OS TEMPOS QUE CORREM. Miguel Vale de Almeida


31.1.04  

Alice.



Justiça seja feita: passo a vida a azucrinar os textos da Helena Matos, mas hoje concordei com tudo o que ela disse. A mulher no tribunal cuja imagem não corresponde à de vítima vê a sua queixa de violência doméstica indeferida. As mulheres cultas e profissionais que pratiquem aborto devem ser punidas (como deu a entender Maria José Nogueira Pinto num debate na TV) ao contrário das pobres e incultas. E por aí fora.

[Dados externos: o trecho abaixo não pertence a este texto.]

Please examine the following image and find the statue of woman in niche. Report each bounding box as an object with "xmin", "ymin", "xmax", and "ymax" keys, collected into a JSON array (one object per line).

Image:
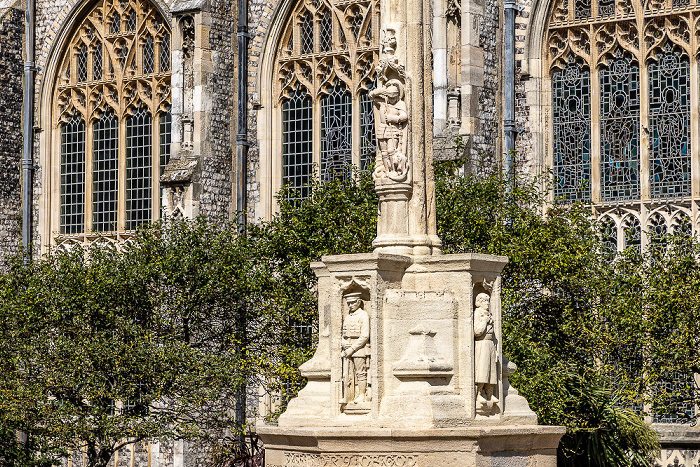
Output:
[{"xmin": 474, "ymin": 292, "xmax": 498, "ymax": 413}]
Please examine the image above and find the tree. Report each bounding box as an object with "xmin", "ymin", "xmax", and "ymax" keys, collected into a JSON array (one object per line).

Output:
[{"xmin": 0, "ymin": 219, "xmax": 273, "ymax": 467}]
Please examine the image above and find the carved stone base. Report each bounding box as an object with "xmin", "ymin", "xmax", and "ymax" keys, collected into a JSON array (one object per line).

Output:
[{"xmin": 258, "ymin": 426, "xmax": 565, "ymax": 467}]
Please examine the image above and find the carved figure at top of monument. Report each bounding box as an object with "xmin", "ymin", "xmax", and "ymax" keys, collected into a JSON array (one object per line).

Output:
[
  {"xmin": 370, "ymin": 79, "xmax": 409, "ymax": 183},
  {"xmin": 341, "ymin": 291, "xmax": 371, "ymax": 408},
  {"xmin": 474, "ymin": 292, "xmax": 498, "ymax": 415}
]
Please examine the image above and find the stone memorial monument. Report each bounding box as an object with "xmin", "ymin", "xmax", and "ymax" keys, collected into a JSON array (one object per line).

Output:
[{"xmin": 257, "ymin": 0, "xmax": 565, "ymax": 463}]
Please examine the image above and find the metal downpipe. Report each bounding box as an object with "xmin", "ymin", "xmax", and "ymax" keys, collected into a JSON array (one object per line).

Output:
[
  {"xmin": 504, "ymin": 0, "xmax": 517, "ymax": 195},
  {"xmin": 236, "ymin": 0, "xmax": 249, "ymax": 233},
  {"xmin": 22, "ymin": 0, "xmax": 36, "ymax": 261}
]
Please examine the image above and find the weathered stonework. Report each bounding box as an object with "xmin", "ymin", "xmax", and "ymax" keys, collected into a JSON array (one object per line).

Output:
[{"xmin": 0, "ymin": 6, "xmax": 23, "ymax": 269}]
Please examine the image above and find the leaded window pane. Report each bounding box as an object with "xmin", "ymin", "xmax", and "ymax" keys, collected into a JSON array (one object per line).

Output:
[
  {"xmin": 320, "ymin": 9, "xmax": 332, "ymax": 52},
  {"xmin": 93, "ymin": 44, "xmax": 103, "ymax": 81},
  {"xmin": 321, "ymin": 82, "xmax": 352, "ymax": 180},
  {"xmin": 623, "ymin": 215, "xmax": 641, "ymax": 253},
  {"xmin": 77, "ymin": 44, "xmax": 88, "ymax": 83},
  {"xmin": 652, "ymin": 371, "xmax": 696, "ymax": 424},
  {"xmin": 126, "ymin": 9, "xmax": 137, "ymax": 32},
  {"xmin": 600, "ymin": 54, "xmax": 640, "ymax": 201},
  {"xmin": 301, "ymin": 12, "xmax": 314, "ymax": 54},
  {"xmin": 672, "ymin": 213, "xmax": 692, "ymax": 236},
  {"xmin": 360, "ymin": 83, "xmax": 377, "ymax": 171},
  {"xmin": 160, "ymin": 33, "xmax": 170, "ymax": 72},
  {"xmin": 575, "ymin": 0, "xmax": 591, "ymax": 18},
  {"xmin": 143, "ymin": 34, "xmax": 155, "ymax": 74},
  {"xmin": 93, "ymin": 110, "xmax": 119, "ymax": 232},
  {"xmin": 649, "ymin": 49, "xmax": 691, "ymax": 198},
  {"xmin": 126, "ymin": 106, "xmax": 153, "ymax": 230},
  {"xmin": 160, "ymin": 108, "xmax": 172, "ymax": 175},
  {"xmin": 598, "ymin": 0, "xmax": 615, "ymax": 16},
  {"xmin": 552, "ymin": 60, "xmax": 591, "ymax": 202},
  {"xmin": 60, "ymin": 114, "xmax": 86, "ymax": 234},
  {"xmin": 110, "ymin": 13, "xmax": 121, "ymax": 34},
  {"xmin": 283, "ymin": 87, "xmax": 313, "ymax": 202},
  {"xmin": 599, "ymin": 217, "xmax": 617, "ymax": 259}
]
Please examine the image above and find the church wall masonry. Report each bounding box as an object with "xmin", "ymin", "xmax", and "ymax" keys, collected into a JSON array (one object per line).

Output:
[{"xmin": 0, "ymin": 7, "xmax": 23, "ymax": 269}]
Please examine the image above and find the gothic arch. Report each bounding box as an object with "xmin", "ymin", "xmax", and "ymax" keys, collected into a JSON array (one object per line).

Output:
[
  {"xmin": 256, "ymin": 0, "xmax": 379, "ymax": 219},
  {"xmin": 38, "ymin": 0, "xmax": 173, "ymax": 249}
]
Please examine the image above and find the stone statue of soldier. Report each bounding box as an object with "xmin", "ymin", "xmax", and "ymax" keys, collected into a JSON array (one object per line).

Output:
[
  {"xmin": 369, "ymin": 79, "xmax": 408, "ymax": 180},
  {"xmin": 474, "ymin": 292, "xmax": 498, "ymax": 413},
  {"xmin": 341, "ymin": 291, "xmax": 370, "ymax": 404}
]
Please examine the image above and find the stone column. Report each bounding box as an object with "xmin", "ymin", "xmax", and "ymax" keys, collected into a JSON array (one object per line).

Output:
[{"xmin": 371, "ymin": 0, "xmax": 441, "ymax": 256}]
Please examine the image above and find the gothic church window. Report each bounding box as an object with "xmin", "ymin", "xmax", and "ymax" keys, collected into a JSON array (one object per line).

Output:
[
  {"xmin": 54, "ymin": 0, "xmax": 171, "ymax": 237},
  {"xmin": 276, "ymin": 0, "xmax": 379, "ymax": 201},
  {"xmin": 546, "ymin": 0, "xmax": 698, "ymax": 251}
]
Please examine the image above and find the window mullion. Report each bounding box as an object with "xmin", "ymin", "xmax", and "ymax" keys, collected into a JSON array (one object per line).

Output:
[
  {"xmin": 152, "ymin": 108, "xmax": 161, "ymax": 221},
  {"xmin": 85, "ymin": 116, "xmax": 95, "ymax": 233},
  {"xmin": 352, "ymin": 94, "xmax": 361, "ymax": 169},
  {"xmin": 690, "ymin": 51, "xmax": 699, "ymax": 199},
  {"xmin": 118, "ymin": 116, "xmax": 127, "ymax": 232},
  {"xmin": 591, "ymin": 30, "xmax": 601, "ymax": 204},
  {"xmin": 314, "ymin": 89, "xmax": 322, "ymax": 180},
  {"xmin": 639, "ymin": 55, "xmax": 650, "ymax": 202}
]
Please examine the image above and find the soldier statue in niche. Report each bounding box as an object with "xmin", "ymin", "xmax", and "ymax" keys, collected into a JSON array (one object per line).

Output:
[
  {"xmin": 341, "ymin": 291, "xmax": 370, "ymax": 406},
  {"xmin": 474, "ymin": 292, "xmax": 498, "ymax": 414},
  {"xmin": 370, "ymin": 79, "xmax": 408, "ymax": 181}
]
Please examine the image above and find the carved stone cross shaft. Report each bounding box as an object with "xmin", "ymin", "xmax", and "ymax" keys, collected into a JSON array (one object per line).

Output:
[{"xmin": 372, "ymin": 0, "xmax": 441, "ymax": 256}]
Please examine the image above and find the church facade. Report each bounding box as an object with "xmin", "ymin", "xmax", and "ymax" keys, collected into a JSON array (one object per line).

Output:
[{"xmin": 0, "ymin": 0, "xmax": 698, "ymax": 464}]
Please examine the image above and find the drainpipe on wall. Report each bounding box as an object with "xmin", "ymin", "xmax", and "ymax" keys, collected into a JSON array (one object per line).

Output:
[
  {"xmin": 236, "ymin": 0, "xmax": 249, "ymax": 233},
  {"xmin": 22, "ymin": 0, "xmax": 36, "ymax": 262},
  {"xmin": 504, "ymin": 0, "xmax": 517, "ymax": 195},
  {"xmin": 235, "ymin": 0, "xmax": 249, "ymax": 443}
]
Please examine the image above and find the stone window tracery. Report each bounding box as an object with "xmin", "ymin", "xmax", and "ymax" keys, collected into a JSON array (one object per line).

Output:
[
  {"xmin": 276, "ymin": 0, "xmax": 379, "ymax": 200},
  {"xmin": 546, "ymin": 0, "xmax": 700, "ymax": 254},
  {"xmin": 54, "ymin": 0, "xmax": 171, "ymax": 237}
]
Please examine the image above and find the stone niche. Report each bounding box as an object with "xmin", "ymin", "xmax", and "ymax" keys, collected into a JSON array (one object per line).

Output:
[{"xmin": 258, "ymin": 252, "xmax": 564, "ymax": 466}]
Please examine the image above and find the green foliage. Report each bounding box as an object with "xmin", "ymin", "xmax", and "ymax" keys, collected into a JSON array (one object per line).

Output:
[{"xmin": 5, "ymin": 160, "xmax": 700, "ymax": 466}]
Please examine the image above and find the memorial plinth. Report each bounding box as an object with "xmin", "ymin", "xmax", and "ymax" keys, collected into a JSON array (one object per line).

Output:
[
  {"xmin": 257, "ymin": 0, "xmax": 565, "ymax": 462},
  {"xmin": 257, "ymin": 253, "xmax": 564, "ymax": 466}
]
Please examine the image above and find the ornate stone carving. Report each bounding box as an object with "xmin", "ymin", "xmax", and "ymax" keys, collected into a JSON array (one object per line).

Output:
[
  {"xmin": 369, "ymin": 79, "xmax": 408, "ymax": 182},
  {"xmin": 341, "ymin": 288, "xmax": 371, "ymax": 412},
  {"xmin": 474, "ymin": 292, "xmax": 498, "ymax": 415}
]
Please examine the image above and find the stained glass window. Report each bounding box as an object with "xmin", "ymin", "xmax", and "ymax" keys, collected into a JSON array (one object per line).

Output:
[
  {"xmin": 360, "ymin": 83, "xmax": 377, "ymax": 171},
  {"xmin": 60, "ymin": 114, "xmax": 86, "ymax": 235},
  {"xmin": 92, "ymin": 110, "xmax": 119, "ymax": 232},
  {"xmin": 600, "ymin": 53, "xmax": 639, "ymax": 202},
  {"xmin": 672, "ymin": 213, "xmax": 692, "ymax": 236},
  {"xmin": 649, "ymin": 48, "xmax": 691, "ymax": 198},
  {"xmin": 575, "ymin": 0, "xmax": 591, "ymax": 18},
  {"xmin": 652, "ymin": 371, "xmax": 696, "ymax": 424},
  {"xmin": 275, "ymin": 0, "xmax": 379, "ymax": 202},
  {"xmin": 282, "ymin": 86, "xmax": 313, "ymax": 202},
  {"xmin": 623, "ymin": 215, "xmax": 641, "ymax": 253},
  {"xmin": 598, "ymin": 0, "xmax": 615, "ymax": 15},
  {"xmin": 552, "ymin": 59, "xmax": 591, "ymax": 202},
  {"xmin": 321, "ymin": 82, "xmax": 352, "ymax": 180},
  {"xmin": 126, "ymin": 106, "xmax": 153, "ymax": 230},
  {"xmin": 599, "ymin": 216, "xmax": 617, "ymax": 259}
]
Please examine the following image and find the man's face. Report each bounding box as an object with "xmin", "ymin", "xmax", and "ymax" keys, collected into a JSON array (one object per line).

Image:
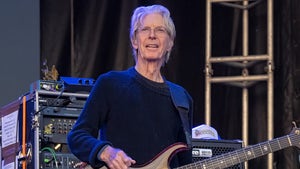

Vivemos numa sociedade cheia de representações falsas. Entre nós isso é ainda mais forte, porque as elites usam os parâmetros internacionais e esquecem-se de tudo o que não aconteceu cá. Por exemplo, o feminismo é feio e coisa ultrapassada, "eu sou feminina mas não feminista" (aargh!). Só que Portugal é um país onde o feminismo praticamente não existiu. Ou: "os direitos das mulheres estão todos adquiridos". Mas a verdade é que a minorização das mulheres acontece constantemente no quotidiano, os salários são (ilegalmente) mais baixos que os dos homens no sector privado, etc. Ou: "não somos racistas", colonizámos mais humanamente e abolimos a escravatura primeiro. Mas a verdade é que o racismo manifesta-se como noutras paragens através da sua forma "subtil", as colonizações representam-se todas como especiais e melhores, e fomos dos primeiros a promover o comércio de escravos e vivemos intensamente dele. Ou: "Qualquer dia temos que lutar pelos direitos dos heterossexuais", os gays e lésbicas não têm razões de queixa, porque isso da orientação sexual é uma coisa privada. Mas a verdade é que a homofobia acontece todos os dias, os direitos não são iguais, e a heterossexualidade não precisa de protecção porque é hegemónica. Ou, por fim: "todos os cidadãos são iguais", quando as diferenças de classe são tão extremas que as chances de defesa em tribunal, de lidar com os especialistas ou a administração ou de conseguir mobilidade social através da educação (também ela diferenciada, em escolas para pobres e pretos, e escolas da opus dei - para usar exemplos extremos), demonstram que a democracia é uma formalidade e que a desigualdade aumenta ao mesmo tempo que o discurso sobre a igualdade se vai tornando numa fórmula vazia.